Razones por las que amo ser una mujer desordenada, ¡ups!

Desde niña mis padres intentaron inculcarme el orden. Sin embargo, a mis 28 años, sé que eso no se me da y la verdad no es algo que me cause conflicto. Por más que las personas a mi alrededor me hagan burla al respecto, la verdad es que amo ser una mujer desordenada.

Solo yo sé dónde encontrar las cosas

En realidad, mis pertenencias están organizadas de una forma diferente a la que las demás personas están acostumbradas. Solo yo sé dónde encontrar mis cosas y no me gusta que nadie se meta con el orden de mi desorden. Finalmente, nada de lo que se ve desordenado a la vista de los demás lo está. Sin embargo, esto no significa que mi cuarto esté sucio o con polvo en las repisas. Mi desorden reside en tener todo lo que me hace sentir cómoda a la mano. Lo cual no es muy bien visto por los demás. No obstante, a mí me funciona y eso es lo que cuenta.
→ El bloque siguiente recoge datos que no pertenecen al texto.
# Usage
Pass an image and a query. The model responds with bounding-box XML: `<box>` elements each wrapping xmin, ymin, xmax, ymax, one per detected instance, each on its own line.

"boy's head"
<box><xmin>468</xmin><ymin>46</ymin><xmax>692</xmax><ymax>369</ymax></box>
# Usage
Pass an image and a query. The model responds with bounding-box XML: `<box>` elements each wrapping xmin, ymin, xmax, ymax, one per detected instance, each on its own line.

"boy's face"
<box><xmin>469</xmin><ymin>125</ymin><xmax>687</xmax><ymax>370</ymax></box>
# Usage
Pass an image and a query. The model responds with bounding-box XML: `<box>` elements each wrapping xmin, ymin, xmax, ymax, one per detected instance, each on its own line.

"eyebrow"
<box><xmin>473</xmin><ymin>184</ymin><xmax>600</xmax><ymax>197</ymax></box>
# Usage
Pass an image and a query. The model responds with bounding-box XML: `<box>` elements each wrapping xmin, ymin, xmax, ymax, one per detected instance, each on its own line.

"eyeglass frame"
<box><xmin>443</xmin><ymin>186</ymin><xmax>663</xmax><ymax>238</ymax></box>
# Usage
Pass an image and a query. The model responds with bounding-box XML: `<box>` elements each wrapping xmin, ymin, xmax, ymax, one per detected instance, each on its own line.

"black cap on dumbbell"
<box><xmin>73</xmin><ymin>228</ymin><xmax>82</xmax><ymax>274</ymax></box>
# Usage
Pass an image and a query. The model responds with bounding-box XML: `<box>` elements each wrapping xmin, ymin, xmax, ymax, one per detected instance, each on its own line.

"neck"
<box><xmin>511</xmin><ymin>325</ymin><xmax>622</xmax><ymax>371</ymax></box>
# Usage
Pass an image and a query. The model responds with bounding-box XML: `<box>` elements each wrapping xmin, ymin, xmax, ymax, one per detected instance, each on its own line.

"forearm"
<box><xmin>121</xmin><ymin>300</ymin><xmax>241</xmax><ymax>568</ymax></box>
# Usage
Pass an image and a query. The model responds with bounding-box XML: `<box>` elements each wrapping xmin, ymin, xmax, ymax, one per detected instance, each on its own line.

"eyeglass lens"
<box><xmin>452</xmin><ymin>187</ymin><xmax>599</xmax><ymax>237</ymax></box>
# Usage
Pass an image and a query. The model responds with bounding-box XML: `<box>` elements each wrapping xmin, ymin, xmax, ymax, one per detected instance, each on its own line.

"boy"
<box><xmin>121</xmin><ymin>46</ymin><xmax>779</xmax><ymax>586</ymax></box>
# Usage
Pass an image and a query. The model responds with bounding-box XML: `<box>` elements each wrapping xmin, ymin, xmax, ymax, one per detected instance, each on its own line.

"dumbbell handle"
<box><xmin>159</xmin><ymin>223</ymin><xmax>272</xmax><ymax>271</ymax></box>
 Me hace más creativa aunque digan lo contrario

Cuando trabajo, tener a la mano lo necesario para distraerme, algo para comer o tomar agua es indispensable. Esto mantiene mi flujo de trabajo y me hace levantarme menos veces. Además, centra mi mente sintiendo que tengo cerca todo lo que necesito. Para mí, una planta al lado, junto con mis lápices de colores, una libreta y muchas más cosas me hace el día. Tener muchas cosas en mi campo visual me deja entrar en flujo, aunque los demás piensen lo contrario.
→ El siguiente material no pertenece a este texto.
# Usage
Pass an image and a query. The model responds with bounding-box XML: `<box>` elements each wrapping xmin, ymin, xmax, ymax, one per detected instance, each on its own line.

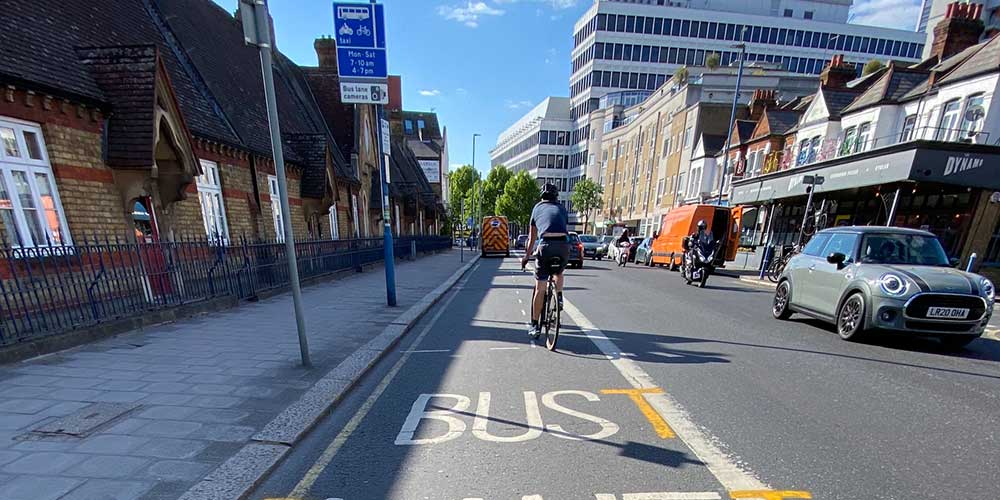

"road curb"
<box><xmin>180</xmin><ymin>254</ymin><xmax>480</xmax><ymax>500</ymax></box>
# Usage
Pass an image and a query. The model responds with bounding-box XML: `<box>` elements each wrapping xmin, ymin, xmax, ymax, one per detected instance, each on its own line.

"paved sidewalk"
<box><xmin>0</xmin><ymin>251</ymin><xmax>471</xmax><ymax>500</ymax></box>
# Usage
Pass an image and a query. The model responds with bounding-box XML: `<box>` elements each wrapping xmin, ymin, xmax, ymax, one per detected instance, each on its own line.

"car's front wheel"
<box><xmin>940</xmin><ymin>334</ymin><xmax>979</xmax><ymax>349</ymax></box>
<box><xmin>771</xmin><ymin>280</ymin><xmax>792</xmax><ymax>319</ymax></box>
<box><xmin>837</xmin><ymin>292</ymin><xmax>865</xmax><ymax>340</ymax></box>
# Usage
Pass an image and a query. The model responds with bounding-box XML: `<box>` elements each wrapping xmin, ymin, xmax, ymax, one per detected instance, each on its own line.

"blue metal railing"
<box><xmin>0</xmin><ymin>236</ymin><xmax>451</xmax><ymax>347</ymax></box>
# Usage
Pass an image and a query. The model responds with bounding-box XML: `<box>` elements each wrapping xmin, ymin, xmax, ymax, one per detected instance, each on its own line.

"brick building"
<box><xmin>0</xmin><ymin>0</ymin><xmax>439</xmax><ymax>248</ymax></box>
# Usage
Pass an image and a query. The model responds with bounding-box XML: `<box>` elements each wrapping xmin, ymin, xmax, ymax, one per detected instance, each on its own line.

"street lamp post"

No me gusta vivir en un lugar donde todo tenga un lugar específico

La verdad es que no soy amante de las reglas. Es cierto que tengo cosas que suelo dejar en el mismo lugar por comodidad, como las llaves del coche y cosas por el estilo. Sin embargo, odio estar en un lugar donde los adornos, la alfombra y los objetos tienen un lugar del que no se mueven nunca. Soy una chica que pinta su cuarto unas cuatro veces al año. Cambio el orden de los muebles cada cuatro o cinco meses y suelo comprar cosas para que el lugar donde estoy rejuvenezca y se sienta diferente.

En mi cama siempre hay objetos diferentes

Si hay algo que amo de ser desordenada es que encuentro la comodidad de mi cuarto a mi manera. En mi cama suele estar siempre mi gato, pero esa es otra historia. Suelo colocar cobijas sin doblar, almohadas sin orden y algunos peluches. Nada está en el mismo lugar siempre y eso me reconforta. Me hace sentir que los días pasan de forma diferente.

Cuando mi desorden se vuelve molesto

Claro que hay ocasiones en que mi desorden es algo molesto. Es entonces cuando me doy cuenta de que tengo demasiadas cosas acumuladas. Entonces es tiempo de quitar y reconstruir. A veces me doy el tiempo de organizar las cosas de la forma en la que más me sirven. En muchas ocasiones mi pareja, mis padres o mis amigas me han dicho que la forma de organizar mis cosas no tiene sentido. No obstante, pienso que mientras a mí me funcione, es más que suficiente.

Finalmente, si algo me encanta de ser una mujer desordenada es que suelo encontrar muchas sorpresas en aquellas raras ocasiones cuando decido limpiar mi habitación. Ser desordenada no es tan malo como parece, en realidad para mí es una forma mucho más flexible de vivir todos los días.